Your question is very difficult to answer, I'd recommend expanding on what you are trying to do and what you have tried, you'll probably get better responses.
I am starting on a ASP.NET MVC 3 General Management System (Project Management being the first component). Now I have been reading up a bit on RavenDB and it sounds pretty interesting. One of the biggest things that I like about it is the fact I would not need any type on ORM to handle the data from the DB. This will make my code a lot cleaner and quicker. However coming from a background working exclusively with MySQL for the past 6+ years, I tend to think very relationally with my data. There are a few things that seems like NoSQL would not be good for. I want to throw these things out there and maybe these issues can be handle in a NoSQL solution and I am just think too relationally (then again, maybe this project should be done with MySQL). These are the issues I am thinking of:
Unique Idenifiers: I am going to want to be able to have unique identifiers for a lot of things. For stuff like projects, the name should be unique and could use that however when it come to tasks under a project, the title may not be unique and this is where I would use a quto-increment field but I can do that in RavenDB (from what I can tell)

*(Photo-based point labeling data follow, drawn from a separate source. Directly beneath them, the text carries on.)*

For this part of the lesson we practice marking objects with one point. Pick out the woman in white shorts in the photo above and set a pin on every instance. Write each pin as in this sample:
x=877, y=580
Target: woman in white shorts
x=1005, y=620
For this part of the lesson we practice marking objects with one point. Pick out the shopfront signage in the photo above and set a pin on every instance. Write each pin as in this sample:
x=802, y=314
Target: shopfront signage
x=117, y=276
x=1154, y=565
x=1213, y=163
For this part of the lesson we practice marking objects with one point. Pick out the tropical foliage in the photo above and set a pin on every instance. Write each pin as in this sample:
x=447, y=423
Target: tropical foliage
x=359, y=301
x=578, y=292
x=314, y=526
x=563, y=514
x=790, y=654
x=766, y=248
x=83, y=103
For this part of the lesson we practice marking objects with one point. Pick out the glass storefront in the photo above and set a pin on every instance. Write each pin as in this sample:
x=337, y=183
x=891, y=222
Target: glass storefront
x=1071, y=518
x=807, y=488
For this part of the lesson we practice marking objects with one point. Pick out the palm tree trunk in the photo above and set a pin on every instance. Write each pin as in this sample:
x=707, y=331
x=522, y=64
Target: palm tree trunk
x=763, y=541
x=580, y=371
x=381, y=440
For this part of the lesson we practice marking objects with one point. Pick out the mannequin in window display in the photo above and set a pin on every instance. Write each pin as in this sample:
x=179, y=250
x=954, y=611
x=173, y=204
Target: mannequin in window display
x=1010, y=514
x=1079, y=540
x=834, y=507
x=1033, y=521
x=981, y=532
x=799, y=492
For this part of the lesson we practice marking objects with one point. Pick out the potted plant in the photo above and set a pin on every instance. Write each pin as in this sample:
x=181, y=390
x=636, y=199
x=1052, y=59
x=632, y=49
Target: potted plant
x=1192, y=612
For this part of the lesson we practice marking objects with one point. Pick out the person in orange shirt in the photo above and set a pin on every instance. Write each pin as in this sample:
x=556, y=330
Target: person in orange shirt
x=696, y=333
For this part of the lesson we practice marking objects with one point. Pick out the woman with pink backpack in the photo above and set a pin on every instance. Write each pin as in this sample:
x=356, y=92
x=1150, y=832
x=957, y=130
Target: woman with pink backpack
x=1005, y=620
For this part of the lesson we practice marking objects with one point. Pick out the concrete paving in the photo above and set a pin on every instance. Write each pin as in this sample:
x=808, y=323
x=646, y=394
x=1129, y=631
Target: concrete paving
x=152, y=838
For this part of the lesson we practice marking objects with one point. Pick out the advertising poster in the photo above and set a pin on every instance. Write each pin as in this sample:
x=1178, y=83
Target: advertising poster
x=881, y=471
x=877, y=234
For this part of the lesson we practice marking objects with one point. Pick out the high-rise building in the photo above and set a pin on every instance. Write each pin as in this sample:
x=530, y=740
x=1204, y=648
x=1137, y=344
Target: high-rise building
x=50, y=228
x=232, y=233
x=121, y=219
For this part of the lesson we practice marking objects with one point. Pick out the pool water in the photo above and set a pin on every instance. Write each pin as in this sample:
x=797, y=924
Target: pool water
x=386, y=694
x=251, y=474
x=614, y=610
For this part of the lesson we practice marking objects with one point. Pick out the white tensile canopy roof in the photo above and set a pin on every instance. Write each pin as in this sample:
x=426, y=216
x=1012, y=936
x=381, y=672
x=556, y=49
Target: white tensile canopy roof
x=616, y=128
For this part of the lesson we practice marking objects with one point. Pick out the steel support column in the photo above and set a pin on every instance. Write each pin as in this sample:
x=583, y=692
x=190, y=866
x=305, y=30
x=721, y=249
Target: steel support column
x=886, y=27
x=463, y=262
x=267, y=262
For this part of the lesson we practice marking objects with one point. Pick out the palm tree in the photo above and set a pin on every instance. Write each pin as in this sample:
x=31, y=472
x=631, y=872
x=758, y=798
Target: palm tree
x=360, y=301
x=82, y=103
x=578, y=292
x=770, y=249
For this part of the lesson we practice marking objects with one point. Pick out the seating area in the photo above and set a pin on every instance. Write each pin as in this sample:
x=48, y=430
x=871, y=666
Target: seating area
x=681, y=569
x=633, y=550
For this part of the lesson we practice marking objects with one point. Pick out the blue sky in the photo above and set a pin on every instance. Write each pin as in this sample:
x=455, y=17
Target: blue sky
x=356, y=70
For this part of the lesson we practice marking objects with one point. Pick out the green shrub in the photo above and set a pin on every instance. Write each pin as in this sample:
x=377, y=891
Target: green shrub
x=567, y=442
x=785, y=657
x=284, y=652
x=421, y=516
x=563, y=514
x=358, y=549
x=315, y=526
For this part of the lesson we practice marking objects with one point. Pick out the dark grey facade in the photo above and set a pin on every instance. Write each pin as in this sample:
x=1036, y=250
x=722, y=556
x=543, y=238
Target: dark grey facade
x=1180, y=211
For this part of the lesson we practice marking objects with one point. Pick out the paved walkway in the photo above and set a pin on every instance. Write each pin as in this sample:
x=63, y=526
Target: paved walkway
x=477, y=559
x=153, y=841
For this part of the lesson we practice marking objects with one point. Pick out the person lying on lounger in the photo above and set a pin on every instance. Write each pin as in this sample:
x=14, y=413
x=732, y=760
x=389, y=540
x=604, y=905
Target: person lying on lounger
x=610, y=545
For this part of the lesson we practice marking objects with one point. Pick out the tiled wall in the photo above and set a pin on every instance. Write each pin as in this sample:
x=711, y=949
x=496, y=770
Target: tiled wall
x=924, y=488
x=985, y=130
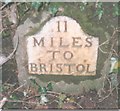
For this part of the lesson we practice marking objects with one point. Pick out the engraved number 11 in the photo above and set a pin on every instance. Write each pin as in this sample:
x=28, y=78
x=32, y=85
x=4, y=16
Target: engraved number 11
x=65, y=26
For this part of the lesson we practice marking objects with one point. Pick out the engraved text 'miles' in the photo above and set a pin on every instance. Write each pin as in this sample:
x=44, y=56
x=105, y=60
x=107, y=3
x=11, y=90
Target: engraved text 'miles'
x=62, y=48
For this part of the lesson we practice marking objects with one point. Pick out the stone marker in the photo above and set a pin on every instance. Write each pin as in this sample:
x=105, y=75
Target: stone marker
x=55, y=51
x=62, y=48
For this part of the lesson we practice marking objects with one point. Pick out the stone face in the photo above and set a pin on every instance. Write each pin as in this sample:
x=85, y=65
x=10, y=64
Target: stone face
x=62, y=48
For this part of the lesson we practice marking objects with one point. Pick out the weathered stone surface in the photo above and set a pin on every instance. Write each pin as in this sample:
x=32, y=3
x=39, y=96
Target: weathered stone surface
x=62, y=48
x=68, y=84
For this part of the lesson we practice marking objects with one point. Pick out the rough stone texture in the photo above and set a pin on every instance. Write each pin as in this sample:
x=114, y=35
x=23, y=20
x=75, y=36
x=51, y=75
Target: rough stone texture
x=59, y=86
x=75, y=53
x=21, y=54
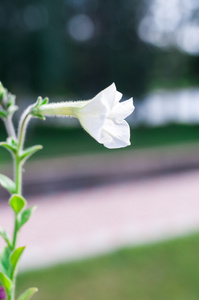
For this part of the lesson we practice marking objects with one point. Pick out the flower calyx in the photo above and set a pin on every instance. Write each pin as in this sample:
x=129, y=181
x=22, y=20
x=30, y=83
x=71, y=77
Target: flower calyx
x=35, y=108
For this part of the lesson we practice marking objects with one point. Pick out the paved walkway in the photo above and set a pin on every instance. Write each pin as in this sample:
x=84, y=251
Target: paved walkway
x=90, y=221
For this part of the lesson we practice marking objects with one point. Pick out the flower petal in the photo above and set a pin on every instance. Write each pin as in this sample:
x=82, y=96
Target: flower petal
x=115, y=134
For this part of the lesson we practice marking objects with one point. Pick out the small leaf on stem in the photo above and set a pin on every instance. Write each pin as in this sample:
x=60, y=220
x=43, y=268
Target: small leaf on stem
x=5, y=237
x=15, y=256
x=17, y=203
x=7, y=283
x=28, y=294
x=7, y=183
x=25, y=215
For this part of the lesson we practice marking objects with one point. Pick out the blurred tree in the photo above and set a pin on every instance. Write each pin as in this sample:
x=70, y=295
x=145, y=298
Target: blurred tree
x=76, y=46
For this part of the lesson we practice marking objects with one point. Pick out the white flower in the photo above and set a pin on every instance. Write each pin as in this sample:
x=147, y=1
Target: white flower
x=102, y=117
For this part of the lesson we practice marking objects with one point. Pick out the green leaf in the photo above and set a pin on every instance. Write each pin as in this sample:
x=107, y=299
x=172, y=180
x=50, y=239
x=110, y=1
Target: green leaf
x=9, y=146
x=28, y=294
x=25, y=216
x=5, y=237
x=5, y=281
x=45, y=101
x=30, y=151
x=17, y=203
x=15, y=256
x=5, y=261
x=3, y=114
x=7, y=183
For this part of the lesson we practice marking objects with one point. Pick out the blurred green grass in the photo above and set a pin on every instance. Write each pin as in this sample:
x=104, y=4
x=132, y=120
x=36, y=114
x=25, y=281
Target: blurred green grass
x=167, y=270
x=67, y=141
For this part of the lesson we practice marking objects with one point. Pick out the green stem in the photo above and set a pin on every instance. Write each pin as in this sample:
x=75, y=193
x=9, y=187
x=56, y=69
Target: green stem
x=18, y=182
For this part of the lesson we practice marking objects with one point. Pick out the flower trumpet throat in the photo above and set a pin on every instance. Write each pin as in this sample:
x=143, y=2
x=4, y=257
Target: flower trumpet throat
x=103, y=117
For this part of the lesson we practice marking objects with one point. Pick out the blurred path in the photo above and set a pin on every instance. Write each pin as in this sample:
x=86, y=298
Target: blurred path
x=86, y=222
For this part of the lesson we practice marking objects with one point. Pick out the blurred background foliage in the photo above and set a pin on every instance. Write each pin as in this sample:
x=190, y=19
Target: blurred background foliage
x=78, y=47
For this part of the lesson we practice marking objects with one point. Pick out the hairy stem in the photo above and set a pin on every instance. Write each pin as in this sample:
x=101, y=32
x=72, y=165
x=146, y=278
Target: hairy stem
x=9, y=127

Linking: Using for fields like status and type I would just use a linking with a foreign key. Now for one-to-many relationships, I can just use the text instead of trying to link a foreign key (which you don't have in NoSQL) but with many-to-many linking, that because a problem. For example, I intend to have a tagging system (like on here) where most items can have 1 to many tags attached to it and then I can perform searches on those tag for the items. Is there a way to do this in NoSQL?
Is a RDBMS really the best tool for the job here or am I just not properly think the "NoSQL" way and I can accomplish this with NoSQL (RavenDB)?
I know this is an old post. Perhaps the docs weren't as good when originally written. But for reference in case other stumble here:
Raven comes with a HiLo document id generation strategy by default. Storing a new document without specifying an id yourself will get an auto incrementing id such as "projects/1", "projects/2", etc. Read more here.
The best guidance on the different ways to handle document relationships is here in the documentation. For the situation you described, you don't really need a separate document at all. You can simply embed a string array of tag names into each item. Documents are not flat, they can be structured. And yes, you can still query on them.
Hopefully you've discovered this on your own since the original post.
Ayende wrote a post "Modeling reference data in RavenDB" which answers some of your questions re Linking. You will have copies of the data between the reference document and your other documents and that redundancy is "ok" for document databases. You can still build indexes or query based on the on either Id or text that you store.
I would favor SQL for a transaction system such as Accounts Receivable application where you need to perform ad hoc queries. With document database you really need to think through how you will be fetching your data and build indexes up front to answers those questions. With RavenDB there is also a dynamic indexing function that learns from and caches the queries that are fired at the database.
For project management where the majority of items would be tasks I would think a RavenDB would fit your needs.